Not sure that this is true. This proposal does NOT add a "range delete" API. Instead it adds a new(-ish) datatype to store in the Graveler staging area. Specifically this on how to delete:

  • When adding an object at key K, check the previous staging element Sp. proceeds to explain how to extend any adjacent delete ranges.

So any S3 client that deletes all elements of a range (in any order) will end up generating the exact same range delete tombstone. (And as noted in the proposal, this is ~a stolen~ not a particularly novel idea.)

github-actions[bot] commented 11 months ago

This issue is now marked as stale after 90 days of inactivity, and will be closed soon. To keep it, mark it with the "no stale" label.

github-actions[bot] commented 11 months ago

Closing this issue because it has been stale for 7 days with no activity.

arielshaqed commented 11 months ago

Still linear, we just have better batching. This will become an issue, I would rather keep it open.

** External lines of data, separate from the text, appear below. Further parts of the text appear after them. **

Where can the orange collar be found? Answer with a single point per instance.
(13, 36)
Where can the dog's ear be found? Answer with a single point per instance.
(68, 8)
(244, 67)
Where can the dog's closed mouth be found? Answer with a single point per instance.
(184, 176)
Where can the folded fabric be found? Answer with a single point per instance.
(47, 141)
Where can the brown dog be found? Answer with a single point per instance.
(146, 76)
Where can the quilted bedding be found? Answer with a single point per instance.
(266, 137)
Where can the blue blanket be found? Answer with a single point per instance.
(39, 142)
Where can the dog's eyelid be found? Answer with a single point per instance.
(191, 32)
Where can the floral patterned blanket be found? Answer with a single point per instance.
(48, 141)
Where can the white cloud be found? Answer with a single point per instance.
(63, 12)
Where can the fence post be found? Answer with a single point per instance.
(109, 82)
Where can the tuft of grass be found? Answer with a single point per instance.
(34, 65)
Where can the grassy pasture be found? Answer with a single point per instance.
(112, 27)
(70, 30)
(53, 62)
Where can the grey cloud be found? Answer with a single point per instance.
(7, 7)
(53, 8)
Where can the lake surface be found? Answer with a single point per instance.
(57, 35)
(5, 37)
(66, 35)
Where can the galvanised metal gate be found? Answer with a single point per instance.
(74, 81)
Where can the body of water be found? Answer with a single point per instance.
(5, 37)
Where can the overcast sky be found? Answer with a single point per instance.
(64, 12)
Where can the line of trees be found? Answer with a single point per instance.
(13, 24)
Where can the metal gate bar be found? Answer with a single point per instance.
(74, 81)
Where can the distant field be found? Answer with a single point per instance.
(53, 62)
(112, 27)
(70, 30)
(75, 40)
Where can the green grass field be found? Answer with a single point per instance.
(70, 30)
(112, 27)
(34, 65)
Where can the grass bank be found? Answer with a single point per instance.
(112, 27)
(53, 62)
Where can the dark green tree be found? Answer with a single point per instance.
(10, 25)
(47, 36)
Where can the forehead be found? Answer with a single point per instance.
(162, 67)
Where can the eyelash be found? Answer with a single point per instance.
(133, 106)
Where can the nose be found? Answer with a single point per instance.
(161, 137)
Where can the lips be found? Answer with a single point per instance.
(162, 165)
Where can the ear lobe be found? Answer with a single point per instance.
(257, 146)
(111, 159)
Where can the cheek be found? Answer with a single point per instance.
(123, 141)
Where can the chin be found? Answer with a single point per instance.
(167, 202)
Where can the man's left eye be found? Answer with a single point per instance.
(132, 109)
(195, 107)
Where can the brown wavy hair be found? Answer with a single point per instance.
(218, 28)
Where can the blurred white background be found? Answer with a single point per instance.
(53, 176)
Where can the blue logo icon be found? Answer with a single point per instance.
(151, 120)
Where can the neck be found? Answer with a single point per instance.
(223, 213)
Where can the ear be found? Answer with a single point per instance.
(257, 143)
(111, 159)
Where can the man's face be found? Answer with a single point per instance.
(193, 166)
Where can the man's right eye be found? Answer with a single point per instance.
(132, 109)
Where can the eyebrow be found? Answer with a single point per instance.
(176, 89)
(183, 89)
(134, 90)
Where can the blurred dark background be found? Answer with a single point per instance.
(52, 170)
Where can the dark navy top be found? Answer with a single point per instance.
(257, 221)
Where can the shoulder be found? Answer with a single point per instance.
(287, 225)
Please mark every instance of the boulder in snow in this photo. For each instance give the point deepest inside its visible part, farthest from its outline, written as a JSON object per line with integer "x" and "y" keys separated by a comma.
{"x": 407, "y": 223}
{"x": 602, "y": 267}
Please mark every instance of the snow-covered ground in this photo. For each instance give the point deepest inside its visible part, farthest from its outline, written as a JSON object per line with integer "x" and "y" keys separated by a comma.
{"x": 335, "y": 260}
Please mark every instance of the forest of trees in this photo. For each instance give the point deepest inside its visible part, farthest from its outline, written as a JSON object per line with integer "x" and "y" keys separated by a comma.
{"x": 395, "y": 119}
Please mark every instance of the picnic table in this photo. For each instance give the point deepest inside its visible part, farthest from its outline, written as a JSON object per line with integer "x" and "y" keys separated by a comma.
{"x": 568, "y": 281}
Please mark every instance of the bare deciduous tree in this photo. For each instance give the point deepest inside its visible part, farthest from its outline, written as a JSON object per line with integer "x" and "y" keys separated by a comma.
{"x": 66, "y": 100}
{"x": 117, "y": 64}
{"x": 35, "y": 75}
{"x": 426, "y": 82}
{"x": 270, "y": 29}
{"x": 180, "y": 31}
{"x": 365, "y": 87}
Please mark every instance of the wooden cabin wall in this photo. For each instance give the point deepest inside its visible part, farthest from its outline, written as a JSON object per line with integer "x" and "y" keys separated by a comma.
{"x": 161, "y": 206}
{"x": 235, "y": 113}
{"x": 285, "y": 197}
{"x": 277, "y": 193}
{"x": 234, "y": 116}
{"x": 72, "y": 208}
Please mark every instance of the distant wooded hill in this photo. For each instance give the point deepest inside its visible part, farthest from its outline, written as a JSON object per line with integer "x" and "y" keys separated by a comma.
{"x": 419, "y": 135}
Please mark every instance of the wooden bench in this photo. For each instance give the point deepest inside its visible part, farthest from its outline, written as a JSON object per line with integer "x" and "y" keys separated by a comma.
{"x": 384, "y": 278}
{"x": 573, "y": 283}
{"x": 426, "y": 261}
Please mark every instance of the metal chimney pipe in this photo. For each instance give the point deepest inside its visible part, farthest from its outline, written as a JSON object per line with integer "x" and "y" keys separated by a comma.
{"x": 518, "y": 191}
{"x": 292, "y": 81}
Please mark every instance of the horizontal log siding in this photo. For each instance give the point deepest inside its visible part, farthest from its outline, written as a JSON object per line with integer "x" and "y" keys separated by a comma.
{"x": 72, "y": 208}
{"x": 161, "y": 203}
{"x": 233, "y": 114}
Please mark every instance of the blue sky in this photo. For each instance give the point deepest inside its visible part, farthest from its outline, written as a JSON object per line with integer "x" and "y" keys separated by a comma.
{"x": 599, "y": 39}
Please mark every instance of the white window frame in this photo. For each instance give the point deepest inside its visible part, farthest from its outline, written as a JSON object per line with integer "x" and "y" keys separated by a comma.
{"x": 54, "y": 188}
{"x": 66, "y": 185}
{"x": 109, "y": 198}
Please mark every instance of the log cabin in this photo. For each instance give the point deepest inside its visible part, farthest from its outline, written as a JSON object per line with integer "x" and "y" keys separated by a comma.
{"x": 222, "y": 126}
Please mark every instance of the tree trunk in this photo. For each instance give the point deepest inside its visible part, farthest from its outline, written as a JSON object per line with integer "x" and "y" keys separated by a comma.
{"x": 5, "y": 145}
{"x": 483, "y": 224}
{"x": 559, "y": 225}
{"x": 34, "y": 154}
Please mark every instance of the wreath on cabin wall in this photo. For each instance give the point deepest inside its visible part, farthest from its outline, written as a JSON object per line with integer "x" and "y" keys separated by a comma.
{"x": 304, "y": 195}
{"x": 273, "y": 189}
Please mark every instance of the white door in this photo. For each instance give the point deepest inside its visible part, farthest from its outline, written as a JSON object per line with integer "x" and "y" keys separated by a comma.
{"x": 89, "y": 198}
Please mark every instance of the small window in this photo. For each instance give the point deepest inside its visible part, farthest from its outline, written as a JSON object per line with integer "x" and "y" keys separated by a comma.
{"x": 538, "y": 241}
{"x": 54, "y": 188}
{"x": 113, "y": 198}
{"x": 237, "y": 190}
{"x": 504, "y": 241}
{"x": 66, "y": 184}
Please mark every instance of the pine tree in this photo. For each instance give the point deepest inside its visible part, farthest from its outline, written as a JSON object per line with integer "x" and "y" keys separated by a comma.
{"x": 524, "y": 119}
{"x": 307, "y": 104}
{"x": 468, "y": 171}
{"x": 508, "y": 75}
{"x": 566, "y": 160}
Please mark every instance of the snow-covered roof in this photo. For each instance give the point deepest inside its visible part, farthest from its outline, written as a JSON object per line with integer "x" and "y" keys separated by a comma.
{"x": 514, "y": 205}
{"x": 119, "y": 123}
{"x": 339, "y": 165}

arielshaqed commented 9 months ago

One issue with the current kv implementation is that we have concurrent adds... and there is no easy to lock a region of the key space. If one thread merges 2 tombstones while another is adding an item between them, we lose. So tombstones can only be compacted on a sealed token. (No problem with concurrent commits, we just might have multiple tombstones for the same item during a compaction.) When do we seal and compact? Any time is good, but not too often. I would probably count the number of tombstones crafted adjacently to one another, or at all, and use that as a hint.